AutoScale: Automatic Prediction of Compute-optimal Data Composition for Training LLMs

Feiyang Kang,Yifan Sun,Bingbing Wen,Si Chen,Dawn Song,Rafid Mahmood,Ruoxi Jia
2024-10-13
Abstract:Domain reweighting is an emerging research area aimed at adjusting the relative weights of different data sources to improve the effectiveness and efficiency of language model pre-training. This paper demonstrates that the optimal composition of training data from different domains is scale-dependent, challenging the existing practice of determining optimal mixtures through small-scale experiments and directly applying them at larger scales. We derive an analytical model for the dependence of optimal weights on data scale and introduce *AutoScale*, a novel, practical approach for optimizing data compositions at potentially large training data scales. *AutoScale* first uses a principled optimization framework to find optimal compositions at smaller, feasible scales, then predicts optimal compositions at larger scales using our derived model.

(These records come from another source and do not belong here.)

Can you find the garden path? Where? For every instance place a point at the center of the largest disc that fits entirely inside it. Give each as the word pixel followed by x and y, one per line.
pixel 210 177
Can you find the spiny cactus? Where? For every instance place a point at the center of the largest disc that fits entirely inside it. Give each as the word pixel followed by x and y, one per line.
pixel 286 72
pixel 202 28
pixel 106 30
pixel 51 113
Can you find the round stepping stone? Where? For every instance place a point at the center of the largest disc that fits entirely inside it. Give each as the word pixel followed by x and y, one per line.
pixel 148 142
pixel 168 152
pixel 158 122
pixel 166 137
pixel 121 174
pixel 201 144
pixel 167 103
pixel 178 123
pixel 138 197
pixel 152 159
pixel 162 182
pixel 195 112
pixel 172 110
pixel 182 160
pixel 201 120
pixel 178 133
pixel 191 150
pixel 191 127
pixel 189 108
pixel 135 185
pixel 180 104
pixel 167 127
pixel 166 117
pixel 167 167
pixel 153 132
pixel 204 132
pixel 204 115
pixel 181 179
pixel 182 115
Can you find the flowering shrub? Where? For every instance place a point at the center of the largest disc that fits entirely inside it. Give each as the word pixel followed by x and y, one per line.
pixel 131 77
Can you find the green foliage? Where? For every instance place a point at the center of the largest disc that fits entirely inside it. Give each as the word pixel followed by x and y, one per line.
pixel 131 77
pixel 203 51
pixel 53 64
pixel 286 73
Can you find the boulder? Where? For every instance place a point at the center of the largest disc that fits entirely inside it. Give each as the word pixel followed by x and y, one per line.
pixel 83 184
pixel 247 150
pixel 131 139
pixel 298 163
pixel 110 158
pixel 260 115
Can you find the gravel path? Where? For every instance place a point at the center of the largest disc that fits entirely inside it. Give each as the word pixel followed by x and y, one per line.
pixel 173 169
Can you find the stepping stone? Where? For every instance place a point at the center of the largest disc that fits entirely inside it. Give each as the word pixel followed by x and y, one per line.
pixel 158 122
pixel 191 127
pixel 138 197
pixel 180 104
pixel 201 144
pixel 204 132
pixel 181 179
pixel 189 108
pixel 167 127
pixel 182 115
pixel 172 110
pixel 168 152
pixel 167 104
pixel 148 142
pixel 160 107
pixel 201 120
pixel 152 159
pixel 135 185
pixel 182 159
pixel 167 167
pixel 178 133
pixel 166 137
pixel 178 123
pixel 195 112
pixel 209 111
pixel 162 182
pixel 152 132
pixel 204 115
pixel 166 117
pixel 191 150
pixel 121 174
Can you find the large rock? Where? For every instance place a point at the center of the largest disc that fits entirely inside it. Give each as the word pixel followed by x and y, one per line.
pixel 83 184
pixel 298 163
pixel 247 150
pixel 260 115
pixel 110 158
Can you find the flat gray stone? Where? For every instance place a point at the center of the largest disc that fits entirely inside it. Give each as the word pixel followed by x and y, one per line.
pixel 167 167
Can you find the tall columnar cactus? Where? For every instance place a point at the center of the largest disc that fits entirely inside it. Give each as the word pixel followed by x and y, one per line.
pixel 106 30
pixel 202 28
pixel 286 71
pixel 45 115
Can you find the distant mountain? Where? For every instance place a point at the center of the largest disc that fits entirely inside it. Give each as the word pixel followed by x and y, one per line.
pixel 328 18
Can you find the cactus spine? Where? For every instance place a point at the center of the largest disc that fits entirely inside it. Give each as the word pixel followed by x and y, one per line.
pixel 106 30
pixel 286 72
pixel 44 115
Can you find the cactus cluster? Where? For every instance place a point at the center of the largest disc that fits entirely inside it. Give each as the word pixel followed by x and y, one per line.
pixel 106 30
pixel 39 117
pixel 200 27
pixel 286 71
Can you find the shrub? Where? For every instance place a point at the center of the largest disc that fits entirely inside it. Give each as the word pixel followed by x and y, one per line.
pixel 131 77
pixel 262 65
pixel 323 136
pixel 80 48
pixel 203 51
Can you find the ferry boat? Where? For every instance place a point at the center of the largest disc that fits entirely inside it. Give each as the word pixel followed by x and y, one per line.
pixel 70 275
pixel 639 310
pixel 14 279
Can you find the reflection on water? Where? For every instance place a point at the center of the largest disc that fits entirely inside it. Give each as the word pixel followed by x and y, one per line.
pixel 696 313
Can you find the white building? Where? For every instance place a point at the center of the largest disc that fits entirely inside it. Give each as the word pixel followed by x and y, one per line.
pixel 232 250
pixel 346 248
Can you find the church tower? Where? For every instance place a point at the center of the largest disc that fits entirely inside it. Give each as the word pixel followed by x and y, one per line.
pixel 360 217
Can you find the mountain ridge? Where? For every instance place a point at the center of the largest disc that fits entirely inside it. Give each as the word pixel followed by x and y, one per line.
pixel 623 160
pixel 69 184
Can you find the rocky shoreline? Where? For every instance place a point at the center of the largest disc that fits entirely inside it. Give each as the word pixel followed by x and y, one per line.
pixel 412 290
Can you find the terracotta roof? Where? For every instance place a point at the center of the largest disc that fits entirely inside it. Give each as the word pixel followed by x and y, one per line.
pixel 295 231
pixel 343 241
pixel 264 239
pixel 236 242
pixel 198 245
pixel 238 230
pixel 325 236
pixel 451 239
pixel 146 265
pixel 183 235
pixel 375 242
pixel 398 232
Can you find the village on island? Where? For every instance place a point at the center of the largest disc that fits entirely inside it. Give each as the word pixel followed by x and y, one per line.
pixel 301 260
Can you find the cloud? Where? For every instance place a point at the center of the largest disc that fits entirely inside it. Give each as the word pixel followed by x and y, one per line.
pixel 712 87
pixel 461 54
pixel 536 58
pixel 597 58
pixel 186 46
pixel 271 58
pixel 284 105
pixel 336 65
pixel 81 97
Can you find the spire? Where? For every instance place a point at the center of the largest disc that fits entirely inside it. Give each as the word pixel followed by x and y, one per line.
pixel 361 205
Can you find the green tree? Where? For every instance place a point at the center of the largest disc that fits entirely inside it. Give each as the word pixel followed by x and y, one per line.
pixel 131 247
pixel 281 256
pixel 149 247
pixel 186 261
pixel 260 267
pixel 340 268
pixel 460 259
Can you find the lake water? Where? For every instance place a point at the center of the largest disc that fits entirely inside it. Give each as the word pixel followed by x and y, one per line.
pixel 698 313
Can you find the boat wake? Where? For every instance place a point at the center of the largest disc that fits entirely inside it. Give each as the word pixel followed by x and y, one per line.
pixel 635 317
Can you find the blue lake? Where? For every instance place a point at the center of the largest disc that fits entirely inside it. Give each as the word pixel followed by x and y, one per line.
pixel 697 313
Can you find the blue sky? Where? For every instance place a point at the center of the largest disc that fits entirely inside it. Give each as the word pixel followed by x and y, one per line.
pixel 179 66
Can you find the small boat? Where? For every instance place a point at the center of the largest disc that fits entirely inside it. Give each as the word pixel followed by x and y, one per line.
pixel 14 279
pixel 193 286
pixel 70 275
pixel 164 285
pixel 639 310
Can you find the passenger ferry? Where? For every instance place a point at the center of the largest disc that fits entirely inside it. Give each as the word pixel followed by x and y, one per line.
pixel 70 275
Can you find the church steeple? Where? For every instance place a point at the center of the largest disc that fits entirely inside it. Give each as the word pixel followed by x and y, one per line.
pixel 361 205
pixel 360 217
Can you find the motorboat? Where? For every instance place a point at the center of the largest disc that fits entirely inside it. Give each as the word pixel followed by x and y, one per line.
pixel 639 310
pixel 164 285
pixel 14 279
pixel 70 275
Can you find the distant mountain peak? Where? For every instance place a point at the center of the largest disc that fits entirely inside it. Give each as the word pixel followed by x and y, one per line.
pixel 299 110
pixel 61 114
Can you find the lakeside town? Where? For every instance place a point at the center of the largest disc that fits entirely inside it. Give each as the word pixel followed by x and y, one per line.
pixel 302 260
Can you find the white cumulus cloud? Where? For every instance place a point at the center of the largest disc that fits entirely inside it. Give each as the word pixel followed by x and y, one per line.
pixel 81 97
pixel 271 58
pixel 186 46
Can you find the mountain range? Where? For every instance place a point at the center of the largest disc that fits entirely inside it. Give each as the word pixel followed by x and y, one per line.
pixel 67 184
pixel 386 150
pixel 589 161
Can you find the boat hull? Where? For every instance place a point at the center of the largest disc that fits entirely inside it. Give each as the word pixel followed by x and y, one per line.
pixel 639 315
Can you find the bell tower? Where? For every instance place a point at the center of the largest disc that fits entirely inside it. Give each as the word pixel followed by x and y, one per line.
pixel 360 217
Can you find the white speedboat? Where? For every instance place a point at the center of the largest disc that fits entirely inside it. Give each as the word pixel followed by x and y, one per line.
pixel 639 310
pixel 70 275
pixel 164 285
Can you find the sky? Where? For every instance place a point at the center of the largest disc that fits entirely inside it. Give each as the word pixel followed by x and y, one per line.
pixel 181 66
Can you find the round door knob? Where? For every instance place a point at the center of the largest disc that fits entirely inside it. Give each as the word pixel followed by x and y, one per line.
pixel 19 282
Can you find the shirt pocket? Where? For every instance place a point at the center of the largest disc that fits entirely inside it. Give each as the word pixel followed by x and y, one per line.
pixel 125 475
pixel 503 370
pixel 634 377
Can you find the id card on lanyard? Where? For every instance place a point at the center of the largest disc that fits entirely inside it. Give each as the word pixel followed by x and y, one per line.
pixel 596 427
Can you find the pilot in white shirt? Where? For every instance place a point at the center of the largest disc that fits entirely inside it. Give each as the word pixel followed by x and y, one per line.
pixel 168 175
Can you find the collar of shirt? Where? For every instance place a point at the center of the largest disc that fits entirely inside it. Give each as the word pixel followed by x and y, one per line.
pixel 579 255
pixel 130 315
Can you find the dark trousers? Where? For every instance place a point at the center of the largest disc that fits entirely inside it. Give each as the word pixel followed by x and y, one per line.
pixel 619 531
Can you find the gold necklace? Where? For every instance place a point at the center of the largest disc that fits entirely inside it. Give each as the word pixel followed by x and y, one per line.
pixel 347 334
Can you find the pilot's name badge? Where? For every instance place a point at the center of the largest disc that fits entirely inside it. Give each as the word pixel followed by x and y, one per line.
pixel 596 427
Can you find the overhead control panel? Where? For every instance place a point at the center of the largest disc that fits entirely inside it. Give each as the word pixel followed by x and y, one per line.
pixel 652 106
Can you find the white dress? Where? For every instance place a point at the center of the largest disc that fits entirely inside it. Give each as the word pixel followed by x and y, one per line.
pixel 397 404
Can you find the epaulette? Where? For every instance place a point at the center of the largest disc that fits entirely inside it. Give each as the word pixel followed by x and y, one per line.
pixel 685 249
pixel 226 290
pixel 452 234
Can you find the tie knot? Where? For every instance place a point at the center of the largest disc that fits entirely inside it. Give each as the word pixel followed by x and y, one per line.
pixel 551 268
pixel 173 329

Our evaluation on GPT-2 Large and BERT pre-training demonstrates *AutoScale*'s effectiveness in improving training convergence and downstream performance. Particularly, for GPT-2 Large on RedPajama, *AutoScale* decreases validation perplexity 28% faster than baselines, with up to 38% speed-up over unweighted training, achieving the best performance across downstream tasks. This work provides insights into the varying benefits of data sources across training scales for language models, contributing to the burgeoning research on scale-dependent data curation. Code is open-sourced.
Machine Learning,Artificial Intelligence,Computation and Language
What problem does this paper attempt to address?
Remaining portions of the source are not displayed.